For instance, ImageFolder lets us load any dataset containing images structured in the following directories:

root/dog/xxx.png
root/dog/xxy.png
root/dog/xxz.png

root/cat/123.png
root/cat/nsdf3.png
root/cat/asd932_.png

I looked at some protocols (for image) and structures (for text) for data loading:

But they seem difficult to use without documentation. Any help?

BradLarson commented 4 years ago

The lack of documentation / generalization may be a result of how we arrived at the current designs. The dataset wrappers we use now started as a series of bespoke datasets that were coded for individual examples, which then were lifted out into reusable datasets, and then generalized at a higher level via the Epochs interface. The order emerged from a bottom-up consolidation of common parts as we found them.

Now that we have a shared abstraction in Epochs, it might be useful to start documenting datasets and the data pipeline in a more centralized location. There are the documentation comments in the Epochs components, but a dedicated guide would definitely help. I think we've been relying on the swift-models example datasets as templates that people can follow to port across their own specific datasets. That can work, but it doesn't explain the general process.

Additionally, having a general loader that could parse directories of files and automatically populate labels and images for classification would definitely be possible with the components we have now. I wonder if the Imagenette / Imagewoof datasets we have now could even be implemented on top of that and save some code. That might be worth looking into.

For now, the easiest way to build something for your custom dataset would be to start with the Imagenette dataset as a template and customize that for your specific dataset archive and directory hierarchy.

RahulBhalley commented 4 years ago

Okay. Would you like to have a similar approach to PyTorch's data loading with ImageLoader? I am interested in this approach because it's generally how labeled datasets are structured, even in audio domain (I think Google's NSynth also follows similar approach of structuring data with each directory representing a certain class). I can work on this and make a draft PR if you guys agree to merge such work.

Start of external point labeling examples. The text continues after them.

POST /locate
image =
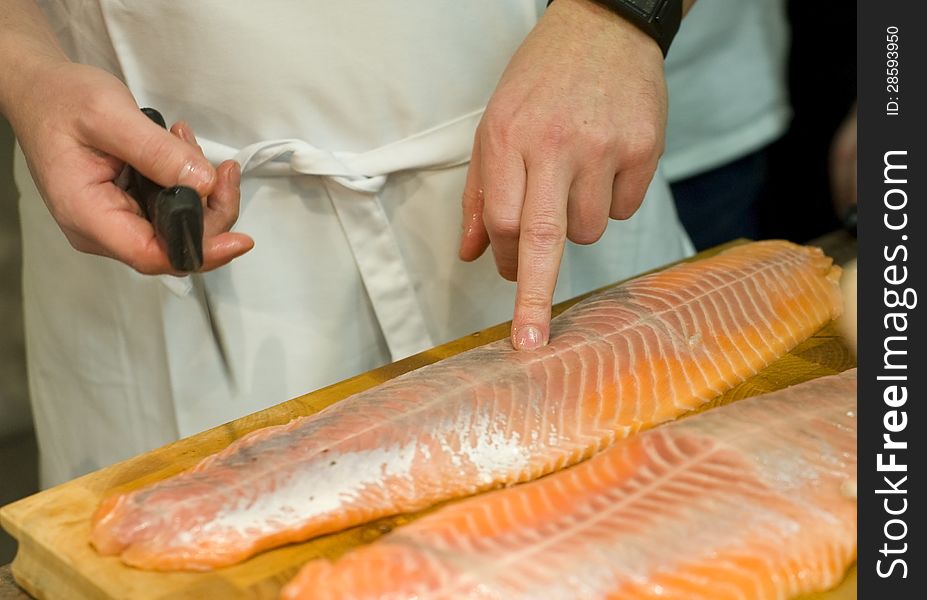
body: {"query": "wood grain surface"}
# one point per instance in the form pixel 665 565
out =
pixel 55 559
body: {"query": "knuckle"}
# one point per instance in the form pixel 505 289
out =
pixel 586 234
pixel 598 144
pixel 545 233
pixel 643 145
pixel 498 132
pixel 556 134
pixel 502 226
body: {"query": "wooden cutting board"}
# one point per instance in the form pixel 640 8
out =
pixel 55 559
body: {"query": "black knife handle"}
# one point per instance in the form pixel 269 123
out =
pixel 176 214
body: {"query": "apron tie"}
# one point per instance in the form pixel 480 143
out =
pixel 353 182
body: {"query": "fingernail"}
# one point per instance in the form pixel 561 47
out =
pixel 196 176
pixel 527 337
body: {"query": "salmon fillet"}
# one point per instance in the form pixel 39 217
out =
pixel 745 501
pixel 628 358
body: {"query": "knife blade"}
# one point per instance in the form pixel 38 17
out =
pixel 176 213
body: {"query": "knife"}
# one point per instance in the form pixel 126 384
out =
pixel 176 213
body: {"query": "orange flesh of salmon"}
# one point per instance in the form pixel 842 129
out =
pixel 742 502
pixel 629 358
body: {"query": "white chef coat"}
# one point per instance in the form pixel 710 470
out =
pixel 726 72
pixel 353 121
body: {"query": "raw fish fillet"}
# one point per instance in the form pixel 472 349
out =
pixel 629 358
pixel 747 501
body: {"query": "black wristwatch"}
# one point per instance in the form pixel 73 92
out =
pixel 659 19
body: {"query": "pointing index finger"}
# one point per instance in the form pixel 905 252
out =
pixel 540 250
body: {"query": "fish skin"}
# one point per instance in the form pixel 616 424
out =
pixel 743 502
pixel 628 358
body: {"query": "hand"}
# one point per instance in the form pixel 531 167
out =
pixel 78 127
pixel 570 137
pixel 843 165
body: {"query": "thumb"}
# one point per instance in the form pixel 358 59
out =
pixel 161 157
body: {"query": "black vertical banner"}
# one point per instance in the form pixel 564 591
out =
pixel 892 169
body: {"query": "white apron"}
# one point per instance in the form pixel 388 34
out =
pixel 353 122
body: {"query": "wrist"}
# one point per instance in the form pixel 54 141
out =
pixel 24 64
pixel 658 19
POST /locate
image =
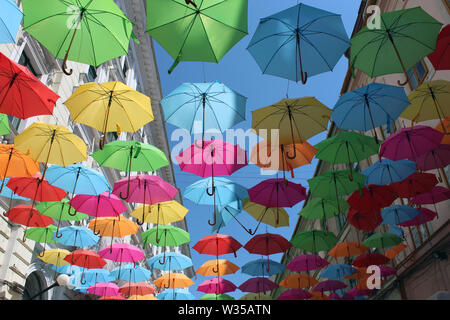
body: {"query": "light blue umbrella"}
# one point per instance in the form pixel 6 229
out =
pixel 259 267
pixel 213 105
pixel 172 261
pixel 396 214
pixel 386 171
pixel 76 236
pixel 338 271
pixel 299 42
pixel 131 273
pixel 369 107
pixel 175 294
pixel 10 19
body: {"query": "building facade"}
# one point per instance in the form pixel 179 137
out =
pixel 22 274
pixel 423 268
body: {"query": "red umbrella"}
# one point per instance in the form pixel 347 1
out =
pixel 372 197
pixel 440 58
pixel 22 95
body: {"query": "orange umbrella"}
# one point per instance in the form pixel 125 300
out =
pixel 262 156
pixel 348 249
pixel 298 281
pixel 173 281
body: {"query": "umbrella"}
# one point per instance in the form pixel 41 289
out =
pixel 77 236
pixel 205 31
pixel 110 106
pixel 214 104
pixel 296 119
pixel 51 144
pixel 429 102
pixel 267 244
pixel 20 89
pixel 314 240
pixel 90 32
pixel 298 42
pixel 369 107
pixel 346 147
pixel 386 171
pixel 272 156
pixel 294 294
pixel 403 39
pixel 130 156
pixel 441 56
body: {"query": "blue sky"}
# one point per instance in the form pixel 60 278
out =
pixel 239 71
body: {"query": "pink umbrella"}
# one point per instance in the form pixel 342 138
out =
pixel 104 289
pixel 294 294
pixel 425 216
pixel 103 205
pixel 258 284
pixel 411 143
pixel 145 189
pixel 217 286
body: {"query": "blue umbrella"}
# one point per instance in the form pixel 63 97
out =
pixel 259 267
pixel 131 273
pixel 175 294
pixel 221 193
pixel 213 104
pixel 338 271
pixel 299 42
pixel 10 19
pixel 386 171
pixel 369 107
pixel 173 261
pixel 76 236
pixel 396 214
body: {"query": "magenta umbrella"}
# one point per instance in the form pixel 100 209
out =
pixel 217 286
pixel 145 189
pixel 411 143
pixel 294 294
pixel 104 289
pixel 103 205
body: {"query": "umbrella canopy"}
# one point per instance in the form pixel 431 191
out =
pixel 296 119
pixel 89 32
pixel 205 31
pixel 213 104
pixel 298 42
pixel 21 89
pixel 403 39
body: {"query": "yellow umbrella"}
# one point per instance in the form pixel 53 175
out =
pixel 428 102
pixel 109 107
pixel 296 119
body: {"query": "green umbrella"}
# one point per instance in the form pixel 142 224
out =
pixel 314 240
pixel 197 30
pixel 86 31
pixel 346 147
pixel 4 125
pixel 382 240
pixel 59 210
pixel 403 38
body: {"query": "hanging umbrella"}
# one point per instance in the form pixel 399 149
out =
pixel 386 171
pixel 299 42
pixel 205 31
pixel 110 107
pixel 130 156
pixel 296 119
pixel 213 104
pixel 346 147
pixel 20 89
pixel 429 102
pixel 272 156
pixel 403 39
pixel 90 32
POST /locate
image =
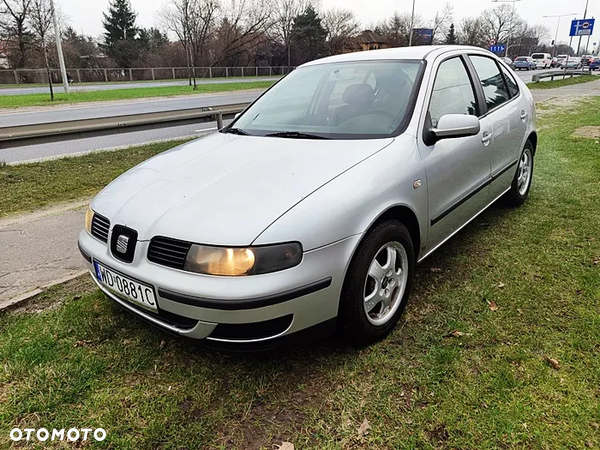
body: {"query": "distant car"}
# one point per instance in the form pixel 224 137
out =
pixel 542 60
pixel 560 59
pixel 586 59
pixel 525 63
pixel 573 62
pixel 508 62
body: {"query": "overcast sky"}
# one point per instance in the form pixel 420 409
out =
pixel 86 15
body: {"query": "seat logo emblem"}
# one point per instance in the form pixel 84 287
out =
pixel 122 244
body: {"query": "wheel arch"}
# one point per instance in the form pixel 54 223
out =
pixel 533 138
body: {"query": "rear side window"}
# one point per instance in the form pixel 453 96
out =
pixel 513 87
pixel 452 91
pixel 494 87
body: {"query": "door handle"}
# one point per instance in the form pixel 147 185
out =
pixel 486 138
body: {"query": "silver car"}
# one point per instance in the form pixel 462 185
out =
pixel 312 208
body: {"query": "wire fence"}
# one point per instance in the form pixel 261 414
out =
pixel 101 75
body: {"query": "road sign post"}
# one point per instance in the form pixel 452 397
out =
pixel 582 27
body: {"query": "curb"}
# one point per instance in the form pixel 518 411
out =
pixel 15 301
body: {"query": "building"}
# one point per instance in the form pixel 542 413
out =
pixel 367 40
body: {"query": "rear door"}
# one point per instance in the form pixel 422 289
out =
pixel 457 169
pixel 508 112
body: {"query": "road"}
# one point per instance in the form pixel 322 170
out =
pixel 112 109
pixel 40 249
pixel 110 87
pixel 124 139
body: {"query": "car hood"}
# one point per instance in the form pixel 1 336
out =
pixel 226 189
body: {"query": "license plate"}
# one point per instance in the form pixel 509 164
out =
pixel 125 287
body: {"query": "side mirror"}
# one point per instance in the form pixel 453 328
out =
pixel 455 126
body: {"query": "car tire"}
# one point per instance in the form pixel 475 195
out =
pixel 519 188
pixel 375 292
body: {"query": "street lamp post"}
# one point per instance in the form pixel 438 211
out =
pixel 557 27
pixel 512 21
pixel 412 24
pixel 61 58
pixel 585 17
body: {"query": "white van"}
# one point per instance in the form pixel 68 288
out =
pixel 542 60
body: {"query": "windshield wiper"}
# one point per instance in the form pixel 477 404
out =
pixel 236 131
pixel 296 135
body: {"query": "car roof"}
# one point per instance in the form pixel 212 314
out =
pixel 418 52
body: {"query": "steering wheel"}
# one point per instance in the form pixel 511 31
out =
pixel 383 113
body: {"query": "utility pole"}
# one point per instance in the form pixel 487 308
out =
pixel 512 22
pixel 584 17
pixel 557 27
pixel 61 57
pixel 412 24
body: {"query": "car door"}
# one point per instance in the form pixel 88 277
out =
pixel 507 112
pixel 457 169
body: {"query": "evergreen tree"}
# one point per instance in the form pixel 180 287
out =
pixel 120 35
pixel 308 36
pixel 451 37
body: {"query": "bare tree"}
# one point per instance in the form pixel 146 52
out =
pixel 397 28
pixel 284 14
pixel 471 31
pixel 242 27
pixel 341 26
pixel 191 21
pixel 40 21
pixel 500 22
pixel 13 25
pixel 441 23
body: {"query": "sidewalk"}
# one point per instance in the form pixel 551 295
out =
pixel 40 249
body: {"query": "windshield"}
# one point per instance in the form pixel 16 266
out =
pixel 356 100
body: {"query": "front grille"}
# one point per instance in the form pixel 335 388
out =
pixel 168 252
pixel 100 227
pixel 122 245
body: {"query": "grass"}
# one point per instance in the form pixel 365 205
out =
pixel 586 78
pixel 454 374
pixel 29 187
pixel 20 101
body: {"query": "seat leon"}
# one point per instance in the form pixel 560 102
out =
pixel 311 209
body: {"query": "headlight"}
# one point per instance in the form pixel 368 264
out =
pixel 89 215
pixel 242 261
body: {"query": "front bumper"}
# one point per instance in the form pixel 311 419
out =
pixel 233 310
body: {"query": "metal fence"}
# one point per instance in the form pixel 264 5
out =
pixel 100 75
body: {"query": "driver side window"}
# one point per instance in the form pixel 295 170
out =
pixel 452 91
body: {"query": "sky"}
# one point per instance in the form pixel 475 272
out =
pixel 86 15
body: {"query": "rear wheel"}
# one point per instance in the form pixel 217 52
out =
pixel 521 184
pixel 378 283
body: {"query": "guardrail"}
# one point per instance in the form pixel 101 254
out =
pixel 116 74
pixel 558 73
pixel 14 135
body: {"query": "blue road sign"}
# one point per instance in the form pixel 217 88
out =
pixel 582 27
pixel 424 35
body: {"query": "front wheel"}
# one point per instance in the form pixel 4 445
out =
pixel 378 283
pixel 521 184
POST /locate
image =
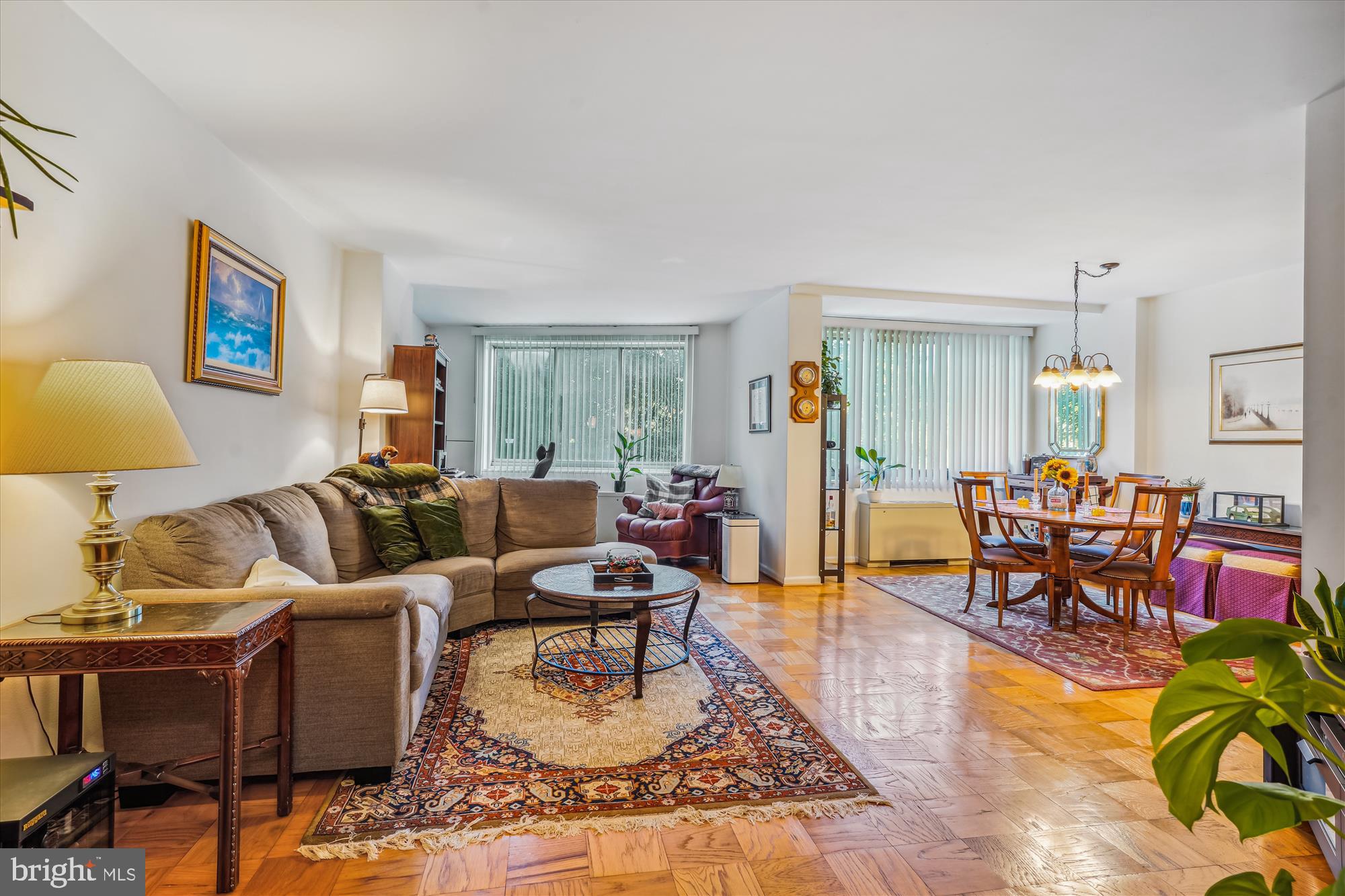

8bitmp3 commented 4 years ago

@BradLarson Do you want to get the community involved in building the docs? Some of use, especially @rahulbhalley, have been testing S4TF things extensively. Maybe we can help

BradLarson commented 4 years ago

@rahulbhalley - Due to how types are used with Epochs, I'm not sure how far this could be generalized, but I can definitely see a use case for creating a generalized image classification dataset loader that operated on directories. An optionally-supplied mapping between directories and labels for that would also make sense. If you had a workable design for this, I'd welcome it.

@8bitmp3 - Help with documentation is always appreciated. This seems like something that might take the form of a Readme in the Datasets directory or some other longer-form piece of documentation for Epochs and datasets work. We have bits of this scattered in headers, presentations, and other documents, and aggregating that into a central location would be beneficial.

RahulBhalley commented 3 years ago

S4TF has been archived so I'm closing this issue I created.